There is a River

A book by Thomas Sugrue about the life and work of Edgar Cayce.

From Edgar Cayces Story of Jesus:

The following reading (5749-14), was given to Thomas Sugrue as a basis for the philosophy chapter in There Is A River. It is here reproduced in its entirety.

You will have before you the inquiring mind of the entity, Thomas Sugrue, present in this room, and certain of the problems confronting him in composing the manuscript of There Is A River.

The entity is now ready to describe the philosophical concepts which have been given through this source, and wishes to parallel and align them with known religious tenets, especially those of Christian theology.

The entity does not wish to set forth a system of thought, nor to imply that all questions of a philosophical nature can be answered through this source – the limits of the finite mind preventing this.

But the entity wishes to answer those questions which will naturally arise in the mind of the reader of many of the questions which are being asked by all people in the world today.
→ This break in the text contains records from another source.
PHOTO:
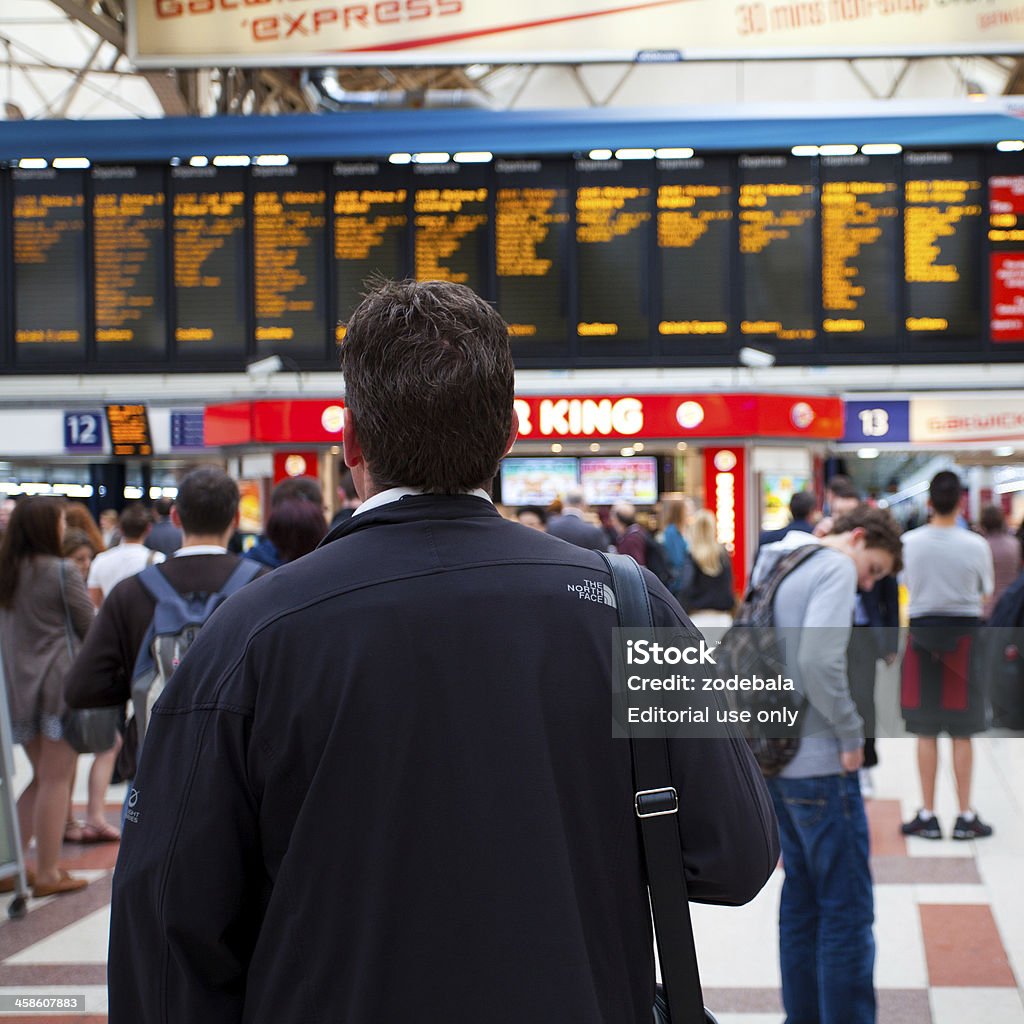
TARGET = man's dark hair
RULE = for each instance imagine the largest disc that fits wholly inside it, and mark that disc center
(306, 487)
(802, 504)
(134, 520)
(295, 526)
(843, 486)
(944, 492)
(429, 380)
(992, 519)
(881, 530)
(207, 502)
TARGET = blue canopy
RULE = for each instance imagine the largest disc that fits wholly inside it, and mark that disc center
(378, 133)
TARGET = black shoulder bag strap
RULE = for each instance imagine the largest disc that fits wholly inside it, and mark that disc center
(656, 804)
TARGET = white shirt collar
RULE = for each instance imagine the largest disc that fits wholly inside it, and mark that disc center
(396, 494)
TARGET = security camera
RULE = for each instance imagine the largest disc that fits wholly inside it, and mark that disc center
(756, 357)
(265, 368)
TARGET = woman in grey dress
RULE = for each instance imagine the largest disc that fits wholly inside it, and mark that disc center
(44, 613)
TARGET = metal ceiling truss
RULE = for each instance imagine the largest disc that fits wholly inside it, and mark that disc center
(282, 90)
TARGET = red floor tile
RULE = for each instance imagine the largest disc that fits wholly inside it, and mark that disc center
(964, 948)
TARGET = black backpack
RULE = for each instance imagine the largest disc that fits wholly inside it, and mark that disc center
(750, 648)
(1005, 648)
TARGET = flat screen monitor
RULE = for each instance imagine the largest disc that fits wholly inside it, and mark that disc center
(605, 481)
(538, 481)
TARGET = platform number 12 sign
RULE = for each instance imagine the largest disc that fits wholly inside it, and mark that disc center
(83, 431)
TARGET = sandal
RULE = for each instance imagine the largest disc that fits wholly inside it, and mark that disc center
(66, 884)
(99, 834)
(74, 830)
(8, 885)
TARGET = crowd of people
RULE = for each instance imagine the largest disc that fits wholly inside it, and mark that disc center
(279, 716)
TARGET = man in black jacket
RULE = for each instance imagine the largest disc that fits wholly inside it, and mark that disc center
(382, 786)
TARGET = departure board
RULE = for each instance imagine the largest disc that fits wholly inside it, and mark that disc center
(942, 232)
(50, 265)
(129, 430)
(451, 229)
(905, 257)
(289, 218)
(371, 230)
(613, 213)
(208, 231)
(531, 237)
(695, 221)
(129, 241)
(1006, 239)
(860, 242)
(778, 209)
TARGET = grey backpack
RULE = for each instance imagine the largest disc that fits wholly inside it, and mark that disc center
(176, 622)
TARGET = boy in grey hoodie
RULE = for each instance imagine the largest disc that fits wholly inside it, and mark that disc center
(826, 910)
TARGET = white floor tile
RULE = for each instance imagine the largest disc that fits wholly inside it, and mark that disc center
(737, 947)
(991, 1006)
(899, 960)
(950, 894)
(83, 942)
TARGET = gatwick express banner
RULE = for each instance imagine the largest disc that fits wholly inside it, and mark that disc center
(196, 33)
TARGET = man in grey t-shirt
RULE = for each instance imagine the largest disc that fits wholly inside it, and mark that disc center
(826, 949)
(948, 574)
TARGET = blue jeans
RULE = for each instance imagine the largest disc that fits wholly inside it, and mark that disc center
(826, 948)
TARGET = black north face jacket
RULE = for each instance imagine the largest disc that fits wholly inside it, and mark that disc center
(382, 787)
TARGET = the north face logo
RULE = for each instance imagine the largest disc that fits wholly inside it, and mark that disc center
(593, 590)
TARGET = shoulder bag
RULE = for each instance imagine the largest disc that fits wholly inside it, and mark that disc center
(678, 999)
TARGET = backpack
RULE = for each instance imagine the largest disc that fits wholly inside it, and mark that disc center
(750, 648)
(176, 622)
(1006, 657)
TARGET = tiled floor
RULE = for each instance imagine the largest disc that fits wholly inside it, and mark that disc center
(949, 915)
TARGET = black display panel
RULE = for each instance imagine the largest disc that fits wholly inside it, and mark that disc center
(613, 214)
(289, 218)
(778, 210)
(371, 230)
(860, 244)
(50, 265)
(531, 242)
(942, 231)
(451, 224)
(210, 260)
(915, 256)
(695, 224)
(129, 259)
(1006, 242)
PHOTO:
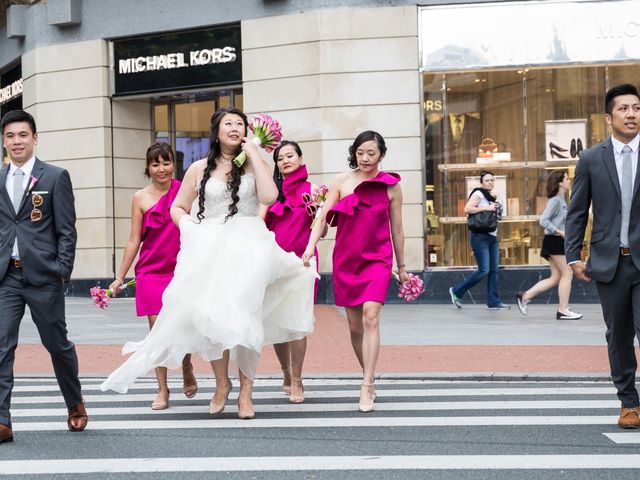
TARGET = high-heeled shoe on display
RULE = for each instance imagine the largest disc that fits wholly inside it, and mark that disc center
(216, 408)
(555, 154)
(365, 405)
(553, 146)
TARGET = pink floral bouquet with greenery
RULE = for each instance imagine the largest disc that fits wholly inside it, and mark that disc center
(268, 135)
(101, 296)
(411, 289)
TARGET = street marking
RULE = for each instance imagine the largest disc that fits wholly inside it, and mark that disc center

Therefore, the entity presents certain problems and questions, which you will answer as befits the entity's understanding and the task of interpretation before him.

Mr. C.: Yes, we have the inquiring mind, Thomas Sugrue, and those problems, those questions that arise in the mind of the entity at this period. Ready for questions.

Q. 1– The first problem concerns the reason for creation. Should this be given as God's desire to experience Himself, God's desire for companionship, or in some other way?
A. 1– God's desire for companionship and expression.

Q. 2– The second problem concerns that which is variously called evil, darkness, negation, sin. Should it be said that this condition existed as a necessary element of creation, and the soul, given free will, found itself with the power to indulge in it, or lose itself in it? Or should it be said that this is a condition created by the activity of the soul itself? Should it be described, in either case, as a state of consciousness, a gradual lack of awareness of self and self's relation to God?
A. 2– It is the free will and its losing itself in its relationship to God.

Q.3– The third problem has to do with the fall of man. Should this be described as something which was inevitable in the destiny of souls, or something which God did not desire but which He did not prevent once He had given free will? The problem here is to reconcile the omniscience of God and His knowledge of all things with the free will of the soul and soul's fall from grace.
A. 3– He did not prevent, once having given free will. For He made the individual entities or souls in the beginning. The beginnings of sin, of course, were in seeking expression of themselves outside of the plan or way in which God had expressed same. Thus it was the individual, see?
Having given free will, then – though having the fore-knowledge, though being omnipotent and omnipresent – it is only when the soul, that is a portion of God, chooses that God knows the end thereof.

Q. 4– The fourth problem concerns man's tenancy on earth. Was it originally intended that souls remain out of earthly forms, and were the races originated as a necessity resulting from error?
A. 4– The earth and its manifestations were only the expressions of God and not necessarily as a place of tenancy for the souls of men, until man was created to meet the needs of existing conditions.

Q.5 - The fifth problem concerns an explanation of the Life Readings. From a study of these it seems that there is a trend downward from early incarnations towards greater earthliness and less mentality. Then there is a swing upward, accompanied by suffering, patience and understanding. Is this the normal pattern which results in virtue and oneness with God obtained by free will and mind?
A.5 – This is correct. It is the pattern as it is set in Him. (The Master).

Q. 6– The sixth problem concerns interplanetary and intersystem dwelling between earthly lives. It was given through this source that the entity Edgar Cayce, after the experience as Uhjltd, went to the system of Arcturus, and then returned to earth. Does this indicate a usual or unusual step in soul evolution?
A. 6– As indicated, or as has been indicated in other sources besides this one as respecting this very problem, Arcturus is that which may be called the center of this universe, through which individuals pass and at which period there comes the choice of the individual as to whether it is to return to complete there – that is, in this planetary system, our sun, the earth sun and its planetary system, or to pass on to others. This was an unusual step, and yet a usual one.